Metas inflacionárias ou duplo mandato? Uma comparação entre FED e BCE e implicações para o caso brasileiro.

Recentemente foi submetido a apreciação do Congresso um projeto de lei de autoria do deputado Paulo Rubem Santiago (PDT) com o objetivo de alterar as competências institucionais do BACEN. O texto acrescenta aos objetivos do órgão a previsão de que a autoridade monetária deve perseguir maior crescimento econômico e geração de empregos. Com isso, transpõe-se à esfera doméstica uma fértil discussão muito comum em outros países do mundo, em especial nos Estados Unidos, a respeito de se o Banco Central deve adotar o modelo de Mandato Único, em particular a política de metas inflacionárias, ou o modelo de Mandato Duplo, onde o órgão deve zelar pela manutenção do poder de compra da moeda assim como pelo nível de emprego.

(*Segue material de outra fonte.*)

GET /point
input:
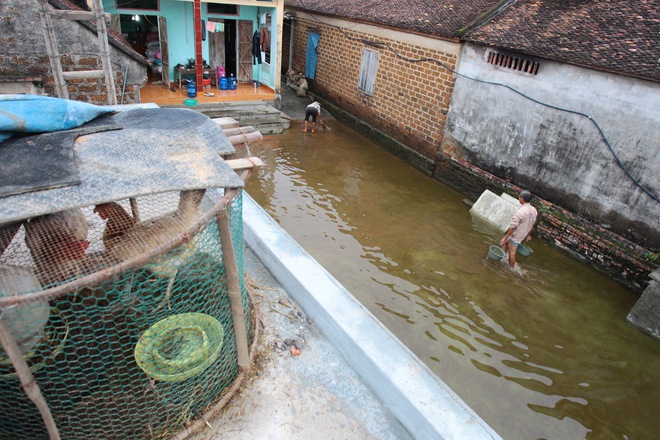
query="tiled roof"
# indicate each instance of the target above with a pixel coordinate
(620, 36)
(432, 17)
(115, 39)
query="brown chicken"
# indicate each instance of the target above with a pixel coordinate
(124, 239)
(118, 221)
(57, 243)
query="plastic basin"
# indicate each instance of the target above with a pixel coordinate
(496, 252)
(524, 250)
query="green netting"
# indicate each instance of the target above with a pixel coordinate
(173, 311)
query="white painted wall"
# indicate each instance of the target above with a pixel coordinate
(558, 155)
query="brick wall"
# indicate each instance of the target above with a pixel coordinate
(406, 116)
(410, 100)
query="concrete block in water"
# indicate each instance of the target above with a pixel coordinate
(645, 314)
(495, 210)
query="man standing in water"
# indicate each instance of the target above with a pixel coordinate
(522, 224)
(313, 111)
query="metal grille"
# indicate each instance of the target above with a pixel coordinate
(137, 354)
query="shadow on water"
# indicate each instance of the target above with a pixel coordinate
(540, 353)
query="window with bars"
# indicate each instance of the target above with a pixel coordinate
(513, 63)
(138, 4)
(367, 80)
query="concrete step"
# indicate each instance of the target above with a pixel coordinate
(259, 114)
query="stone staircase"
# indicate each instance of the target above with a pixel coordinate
(258, 114)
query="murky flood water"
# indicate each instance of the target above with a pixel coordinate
(542, 354)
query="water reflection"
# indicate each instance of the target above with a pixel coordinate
(545, 353)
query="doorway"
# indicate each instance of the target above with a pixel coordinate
(222, 46)
(142, 33)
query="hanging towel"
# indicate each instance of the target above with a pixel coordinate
(264, 39)
(256, 48)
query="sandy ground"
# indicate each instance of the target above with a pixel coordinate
(314, 395)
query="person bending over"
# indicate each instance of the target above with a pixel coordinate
(313, 111)
(522, 224)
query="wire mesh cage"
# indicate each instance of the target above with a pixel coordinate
(148, 343)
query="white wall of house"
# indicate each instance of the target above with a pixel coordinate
(562, 155)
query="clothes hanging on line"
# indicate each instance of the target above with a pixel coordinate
(264, 38)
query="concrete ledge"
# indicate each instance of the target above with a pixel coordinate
(424, 405)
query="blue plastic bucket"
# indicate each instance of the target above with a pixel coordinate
(192, 89)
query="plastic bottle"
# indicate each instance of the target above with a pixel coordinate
(223, 83)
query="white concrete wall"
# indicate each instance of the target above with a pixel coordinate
(559, 155)
(424, 404)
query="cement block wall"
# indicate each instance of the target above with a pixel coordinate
(562, 155)
(23, 56)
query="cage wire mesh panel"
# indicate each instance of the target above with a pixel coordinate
(139, 355)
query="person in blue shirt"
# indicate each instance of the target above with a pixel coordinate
(313, 111)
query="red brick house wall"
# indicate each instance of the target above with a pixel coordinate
(410, 100)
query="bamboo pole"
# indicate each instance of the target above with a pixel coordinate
(234, 289)
(30, 386)
(53, 52)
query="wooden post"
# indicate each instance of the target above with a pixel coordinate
(234, 289)
(104, 47)
(27, 380)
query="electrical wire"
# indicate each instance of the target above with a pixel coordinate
(440, 63)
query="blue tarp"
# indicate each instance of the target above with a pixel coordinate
(43, 114)
(312, 55)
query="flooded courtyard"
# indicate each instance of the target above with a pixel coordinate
(544, 353)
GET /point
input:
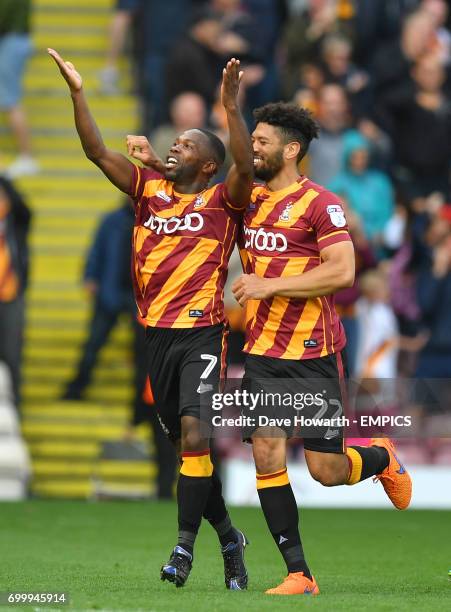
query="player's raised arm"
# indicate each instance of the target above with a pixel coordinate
(140, 148)
(116, 167)
(240, 177)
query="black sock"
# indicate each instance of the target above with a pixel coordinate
(366, 461)
(216, 513)
(193, 490)
(281, 514)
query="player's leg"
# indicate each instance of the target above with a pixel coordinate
(280, 509)
(357, 463)
(262, 380)
(330, 463)
(201, 372)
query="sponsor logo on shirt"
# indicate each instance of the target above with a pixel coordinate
(163, 196)
(192, 222)
(261, 240)
(285, 216)
(196, 313)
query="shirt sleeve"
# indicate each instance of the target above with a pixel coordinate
(328, 220)
(140, 177)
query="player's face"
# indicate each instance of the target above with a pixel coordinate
(185, 159)
(268, 151)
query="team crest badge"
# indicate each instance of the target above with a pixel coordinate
(199, 202)
(337, 215)
(163, 196)
(285, 216)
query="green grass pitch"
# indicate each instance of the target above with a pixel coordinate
(107, 556)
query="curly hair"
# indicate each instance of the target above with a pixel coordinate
(294, 123)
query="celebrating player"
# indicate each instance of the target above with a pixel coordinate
(297, 252)
(183, 236)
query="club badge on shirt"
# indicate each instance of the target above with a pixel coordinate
(336, 215)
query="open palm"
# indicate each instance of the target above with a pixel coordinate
(67, 69)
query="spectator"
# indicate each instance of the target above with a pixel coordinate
(434, 299)
(195, 63)
(439, 11)
(379, 24)
(162, 25)
(121, 21)
(108, 282)
(392, 64)
(145, 411)
(378, 330)
(15, 49)
(187, 111)
(15, 220)
(369, 192)
(326, 153)
(336, 53)
(269, 17)
(420, 127)
(346, 299)
(306, 31)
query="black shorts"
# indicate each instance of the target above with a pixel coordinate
(304, 398)
(185, 367)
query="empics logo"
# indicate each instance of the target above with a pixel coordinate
(192, 222)
(261, 240)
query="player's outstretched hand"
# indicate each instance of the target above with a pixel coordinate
(250, 287)
(139, 148)
(230, 86)
(67, 69)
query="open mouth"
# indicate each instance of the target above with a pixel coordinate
(171, 162)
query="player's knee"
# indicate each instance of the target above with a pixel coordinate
(193, 441)
(267, 455)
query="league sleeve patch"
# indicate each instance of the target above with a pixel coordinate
(336, 215)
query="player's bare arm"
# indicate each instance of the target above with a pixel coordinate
(140, 148)
(240, 177)
(336, 271)
(116, 167)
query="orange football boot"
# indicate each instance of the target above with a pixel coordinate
(395, 478)
(295, 584)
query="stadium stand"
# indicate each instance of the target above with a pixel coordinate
(67, 197)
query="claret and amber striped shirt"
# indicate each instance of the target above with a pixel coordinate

A primeira importante observação quanto ao texto proposto é a de que atribuições relacionadas ao crescimento econômico e geração de empregos tradicionalmente não são objeto da atuação dos bancos centrais, uma vez que a teoria econômica dominante compreende que a política monetária é capaz de afetar a economia tão somente no curto prazo. Entretanto, algumas correntes heterodoxas do pensamento econômico compreendem que em verdade a política monetária pode sim afetar o longo prazo, entretanto, essa discussão não faz parte do escopo desta exposição.

Identificou-se que a grande vantagem do sistema de metas de inflação residiria na maior credibilidade que ele potencialmente teria junto aos agentes privados, uma vez que o banco central se dedicaria a seguir uma regra monetária de conhecimento público. O sistema de duplo mandato, por outro lado, apresentaria a vantagem de oferecer aos formuladores da política monetária maior flexibilidade para lidar com situações atípicas, como crises, do que a regra monetária do sistema de metas ofereceria.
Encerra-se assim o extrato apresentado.